Sri Lanka ‘reviewing’ expulsion of UN official

ALeqM5hiVC8ClBzN1c2OGQ9FLjRpTqAk6g Sri Lanka is reviewing a move to expel a senior United Nations official over comments he made during the final weeks of the country’s decades long ethnic war, a senior official said Monday.

James Elder, communications chief for the United Nations Children’s Fund (UNICEF), was ordered out of the country for allegedly being biased towards the separatist Tamil Tiger rebels.

"Mr. Elder’s case is under review," Sri Lanka’s foreign secretary Palitha Kohona told AFP.

The move comes after UNICEF on Sunday sought more details on Elder’s visa status after immigration officials instructed him to leave within two weeks.

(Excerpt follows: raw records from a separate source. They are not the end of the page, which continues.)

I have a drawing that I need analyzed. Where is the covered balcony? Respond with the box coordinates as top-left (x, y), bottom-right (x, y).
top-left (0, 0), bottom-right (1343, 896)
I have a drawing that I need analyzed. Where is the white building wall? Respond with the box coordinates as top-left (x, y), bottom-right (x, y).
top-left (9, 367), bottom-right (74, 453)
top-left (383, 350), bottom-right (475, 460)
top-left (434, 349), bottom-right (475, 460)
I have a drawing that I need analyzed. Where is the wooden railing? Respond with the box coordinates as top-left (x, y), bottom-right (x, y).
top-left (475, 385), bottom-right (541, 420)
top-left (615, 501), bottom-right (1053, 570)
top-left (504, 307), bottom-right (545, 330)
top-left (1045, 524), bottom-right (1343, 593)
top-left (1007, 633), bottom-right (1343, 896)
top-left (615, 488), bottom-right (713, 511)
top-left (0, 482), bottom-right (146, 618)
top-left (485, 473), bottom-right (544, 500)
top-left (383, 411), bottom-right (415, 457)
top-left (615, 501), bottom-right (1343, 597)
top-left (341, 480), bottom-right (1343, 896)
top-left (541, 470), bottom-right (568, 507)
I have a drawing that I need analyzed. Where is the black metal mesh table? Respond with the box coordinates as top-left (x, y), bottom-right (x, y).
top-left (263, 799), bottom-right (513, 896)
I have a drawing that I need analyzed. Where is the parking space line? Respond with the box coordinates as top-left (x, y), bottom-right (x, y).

"They (UNICEF) are talking to us, and we are listening," Kohona said.

An Australian passport holder, Elder had been working for UNICEF in Sri Lanka since July last year and had a residency visa valid until 2010.

He and other aid officials spoke on civilian casualties towards the end of the war, before Sri Lankan troops finally beat the Liberation Tigers of Tamil Eelam (LTTE) in a massive offensive in May to end decades of fighting.

Sri Lanka took a dim view of international criticism over its conduct of the war. The government blocked independent media access into the conflict zone, while the few journalists who had access were taken on military conducted tours.

"Mr. Elder was doing propaganda in support of the LTTE," Kohona told AFP on Sunday. "It was unacceptable. UN officials are meant to be impartial and the government took a very dim view of it."

"Towards the end of the conflict, he issued statements that were not researched, not exactly based on fact, but reflective of the LTTE."

Before the government’s defeat of the Tigers, Elder spoke of the "unimaginable hell" suffered by children caught up in the last stages of the war.

"James Elder has been UNICEF’s voice advocating on behalf of those who do not have a voice — children and the most vulnerable," Sarah Crowe, UNICEF’s South Asia regional chief of communications, told AFP from New Delhi on Sunday.

"We strongly feel that he should continue to act as an impartial advocate on behalf of Sri Lanka’s most vulnerable women and children."